Entre ces sommets d'adrénaline, l'anglais ménage des respirations. No Pills U ou Inpatient's Day Out suspendent la course, Janus Modal explore la frontière entre club et contemplation, tandis que Negation Loop, morceau vocal ample et majestueux, réintroduit une dimension spirituelle au cœur du dispositif. Who Booed The Goose, miniature rave à la cinématographie évidente, pourrait figurer dans un film des génies français Poggi et Vinel, quand 5 Millionth Cave Painting évoque directement les nappes abstraites de Mica Levi pour Jonathan Glazer.

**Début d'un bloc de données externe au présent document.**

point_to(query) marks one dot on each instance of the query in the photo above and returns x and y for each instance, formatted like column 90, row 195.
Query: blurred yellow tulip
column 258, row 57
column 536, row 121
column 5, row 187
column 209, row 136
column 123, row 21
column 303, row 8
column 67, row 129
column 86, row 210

L'album doit beaucoup à son travail sur la texture. On sent un plaisir retrouvé à manipuler la matière sonore, à modeler le bruit et à faire respirer les fréquences. Le mastering de Matt Colton accentue cette sensation de relief et de profondeur, l'écoute au casque révèle des détails minuscules, des variations d'air et de grain que les clubs effaceront sans doute, mais que les audiophiles savoureront. En revenant aux machines de ses débuts, Clark rejoue l'électronicien, comme un gamin qui remet les mains dans le cambouis. L'album, loin d'être engoncé dans la nostalgie, est porté par retour au source un air rafraichissant et régénérant.
Steep Stims agit comme une piqûre de rappel. La musique électronique n'a jamais été une question de logiciel, mais de sueur. Clark ne cherche pas simplement à retrouver sa jeunesse, il cherche à rejouer l'intensité du geste et à rétablir le lien entre l'homme et la machine, entre le son et la peau. En refusant le confort de la production infinie, il signe un disque rude, imparfait mais terriblement vivant. Dans un monde où tout sonne trop bien, Steep Stims choisit le grain, le déséquilibre et la morsure. Il rappelle, mine de rien, qu'à force de vouloir dompter la technologie, on en avait presque oublié qu'elle pouvait encore transpirer.